The ups and downs of Montana healthcare increases
By David Crisp
I got a “Dear David” email from U.S. Sen. Steve Daines, R-Mont., on Friday that began, “I don’t want to be the bearer of bad news … .”
Actually, it sounded like he was delighted to be the bearer of bad news. Proposed healthcare premiums under Obamacare are soaring next year, the email said, proving once again that “Obamacare is failing Montanans,” and allowing him to echo what has been a Republican mantra ever since the bill passed.
Unfortunately, U.S. Sen. Jon Tester, D-Mont., wasn’t much more helpful. In a statement on Friday, he said, “It is outrageous that a major corporation is trying to raise insurance rates on Montanans as they hand out lavish bonuses to their executives.”
Neither senator wastes the precious time of his constituents by delving into the actual facts.
A quick check of the website of the state insurance commissioner, Monica Lindeen, bore out the bad news. For people buying individual health insurance outside of their employer or other group plan, Blue Cross Blue Shield of Montana is proposing a rate increase of 62 percent next year. Montana Health Co-op is asking for an increase of 22 percent, and PacificSource is asking nearly 20 percent.

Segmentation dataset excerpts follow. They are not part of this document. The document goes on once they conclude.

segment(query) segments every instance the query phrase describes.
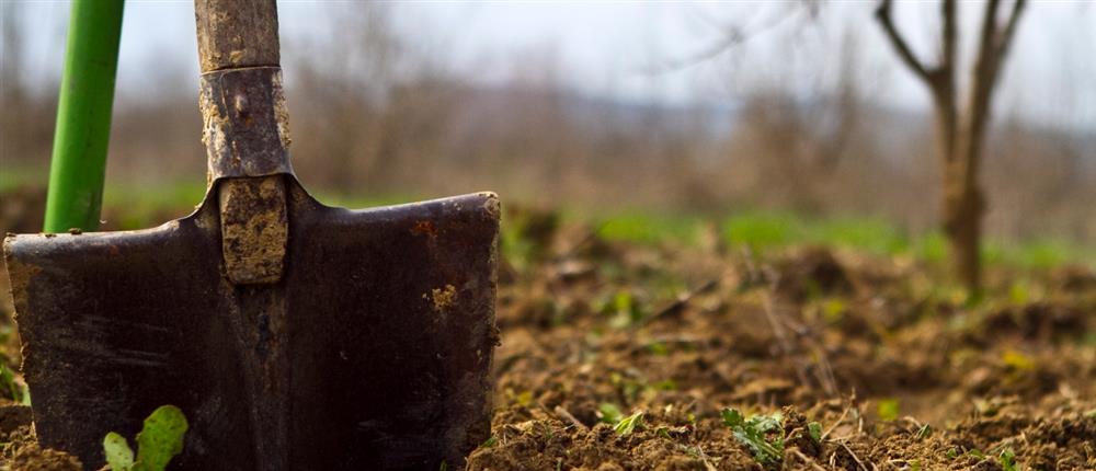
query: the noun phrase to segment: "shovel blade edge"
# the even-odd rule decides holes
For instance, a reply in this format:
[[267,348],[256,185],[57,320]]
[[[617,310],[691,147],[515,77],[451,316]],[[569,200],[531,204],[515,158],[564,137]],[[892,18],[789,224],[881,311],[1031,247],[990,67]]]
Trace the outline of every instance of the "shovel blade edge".
[[222,275],[216,199],[132,232],[5,240],[44,446],[103,462],[156,407],[170,467],[450,468],[489,435],[499,204],[330,208],[292,177],[285,274]]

Eye-popping numbers. But let’s keep a few things in mind:
♦ These increases apply only to the 35,000 or so Montanans who get individual coverage without a federal subsidy. Most Montanans get health insurance through their employer, through Medicare or Medicaid or through a subsidized Affordable Care Act plan.
♦ These are proposed increases, not actual increases. Lindeen will hold a public hearing on the increases at 9 a.m. Tuesday, July 26, at the Scott Hart Auditorium, 302 N. Roberts St. in Helena. You can go there to hear the insurance companies make their case, or you can comment at www.csimt.gov through Aug. 5.

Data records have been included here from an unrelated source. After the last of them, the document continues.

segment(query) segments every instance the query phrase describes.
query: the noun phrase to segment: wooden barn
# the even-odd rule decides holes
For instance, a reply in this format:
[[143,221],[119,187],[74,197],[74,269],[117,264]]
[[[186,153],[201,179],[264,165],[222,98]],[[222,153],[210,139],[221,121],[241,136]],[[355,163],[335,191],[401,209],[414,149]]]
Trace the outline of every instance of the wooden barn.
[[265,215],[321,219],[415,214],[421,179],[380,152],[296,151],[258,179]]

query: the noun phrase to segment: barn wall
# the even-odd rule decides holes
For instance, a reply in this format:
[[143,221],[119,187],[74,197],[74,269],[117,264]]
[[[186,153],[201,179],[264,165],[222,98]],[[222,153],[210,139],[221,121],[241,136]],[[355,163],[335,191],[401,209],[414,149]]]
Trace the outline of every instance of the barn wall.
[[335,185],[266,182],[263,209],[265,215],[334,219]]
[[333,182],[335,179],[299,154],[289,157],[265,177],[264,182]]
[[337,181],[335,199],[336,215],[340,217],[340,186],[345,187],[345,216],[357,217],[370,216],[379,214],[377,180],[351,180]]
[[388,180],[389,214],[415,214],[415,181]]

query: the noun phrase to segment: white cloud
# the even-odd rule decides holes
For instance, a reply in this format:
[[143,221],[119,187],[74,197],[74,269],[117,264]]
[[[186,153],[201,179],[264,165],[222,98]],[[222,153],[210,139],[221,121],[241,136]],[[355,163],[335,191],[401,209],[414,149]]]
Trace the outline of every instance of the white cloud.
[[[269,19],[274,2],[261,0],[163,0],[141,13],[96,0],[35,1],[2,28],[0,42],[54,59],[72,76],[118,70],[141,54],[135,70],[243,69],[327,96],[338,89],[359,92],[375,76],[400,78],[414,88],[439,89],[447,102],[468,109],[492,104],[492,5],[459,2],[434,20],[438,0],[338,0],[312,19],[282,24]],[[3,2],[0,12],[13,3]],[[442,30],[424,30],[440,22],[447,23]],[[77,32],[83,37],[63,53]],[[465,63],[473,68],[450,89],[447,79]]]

♦ One reason rates are proposed to rise is that a federal program designed to ease the transition into Obamacare is expiring this year. No one expects it to be renewed because Republicans control both houses and they have both an ideological and political commitment to making sure Obamacare fails.
♦ Rate hikes are an enduring characteristic of the U.S. healthcare system. According to the Commonwealth Fund, rates in Montana increased 59 percent between 2003 and 2011. Transition to Obamacare artificially constrained rate increases as insurance companies bid for a share of an uncertain market. Now they are trying to make up for lost revenues as the market stabilizes and they gain experience. That’s called capitalism.
♦ Prescription drug prices, which Congress has declined to constrain, continue to rise rapidly.
♦ Overall, healthcare costs under Obamacare have remained remarkably low. Although healthcare costs continue to rise faster than inflation, annual increases have fallen steadily from nearly 12 percent in 2007 to an estimated 6.5 percent this year and next.
♦ More people have health insurance than ever before, and that’s good. A study by the Harvard School of Public Health found that for every 830 people who gain health insurance, one death per year is prevented. About 75,000 Montanans have acquired health insurance under Obamacare’s provisions. How much are those lives worth?
♦ Obamacare also appears to be saving lives in other ways. In December, the Obama administration announced that provisions of Obamacare were a factor in some 50,000 fewer preventable deaths since 2010 by helping to reduce so-called HACs, or hospital-acquired conditions.
♦ Jay MacDonald at Bankrate reported in December on a Centers for Disease Control finding that the number of people under age 65 who struggled to pay their medical bills had declined for the fourth straight year.
♦ Insurance companies may not be as bad off as they claim. Blue Cross Blue Shield based its 62 percent rate increase in part on these dismal numbers: It collected less than $175 million in premiums in 2015 while paying out nearly $221 million. But it also requested a 32 percent rate increase for its small-group plans, although premiums in that category exceeded claims by more than $15 million.
♦ A Blue Cross Blue Shield report in March found that new enrollees under Obamacare were sicker and used more medical services that those who had previously enrolled under individual insurance plans. But as Kevin Drum at Mother Jones points out, the new enrollees were no sicker than those getting health insurance from employers. Easy explanation: Before Obamacare came along, sick people could not get, or keep, their own health insurance. Now they can, and they are making up for years of neglect.
♦ To a large extent, the rate increases are a consequence of the free market at work. Congress could have controlled costs by imposing some sort of national healthcare system on Americans, or by enacting Medicare for all. It chose not to do that, and this is what you get.